Typically, the drama of an election cycle is easiest to glimpse when a candidate malfunctions. In February, we watched as Marco Rubio failed to put his inner nervous robot on pause and repeated variations of the same talking point four times during a Republican debate, detonating what remained of his campaign in the process. There was the balloon shower at the climax of the Democratic National Convention, where a Clinton aide tucked away his expression of pure, child-like glee and made room for his boss to tap a giant balloon he’d been aiming for. And, of course, there was a recently defeated Chris Christie standing supportively behind Trump in March, looking as if he were wrestling with every decision that had led him to that point and the nauseating fuck-reptile he’d become. Stare at the blank page long enough and the memories start to return.

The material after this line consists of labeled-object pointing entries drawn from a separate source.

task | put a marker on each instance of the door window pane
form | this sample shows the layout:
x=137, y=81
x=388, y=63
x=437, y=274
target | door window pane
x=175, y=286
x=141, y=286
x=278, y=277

But with Trump and his cohort everything is a slip, a “gotcha question” without end or answer. And for every Ivana there’s a glut of Ivankas, at least where news volume is concerned. Katrina Pierson is simultaneously one of Trump’s most visible spokespeople and a cast member on the reality TV series Sister in Law, which premiered at the end of March. Pierson has made a name for herself contriving bold statements on cable news shows – claiming Obama led us into Afghanistan in 2002, for instance, and appearing on CNN wearing a necklace made of ammo. Trump’s daughter Ivanka and current wife Melania have both made several appearances on The Apprentice. They now go to bat for their (sugar) daddy on social media, in interviews and speeches.
While the women in Trump’s life evangelize his reality-style, Trump flexes his web of uber-reality. His recent appointment of Breitbart News chairman Stephen Bannon as his third campaign manager has stoked latent buzz that Trump may have a new right-wing media venture in the works, “Trump TV,” should he lose, especially now that his presidential bid is turning out to be more of a media campaign than a political one. Vanity Fair contributing editor Sarah Ellison reported on the concept in June and raised the additional possibility that Trump had spoken with NBC executives about continuing The Apprentice from the Oval Office, if elected. The idea doesn’t even make me blink. I’ve gotten used to knowing that the only place to catch Ivanka, Omarosa, Melania, and the rest is somewhere in primetime, standing in front of a bunch of American flags. If the cast got their wish (and it looks like they won’t exactly this time), the single discernible difference between 2017 and 2007 would be that Americans watch The Apprentice with their backs bent, on their knees. But even if they fall short, the show is getting renewed.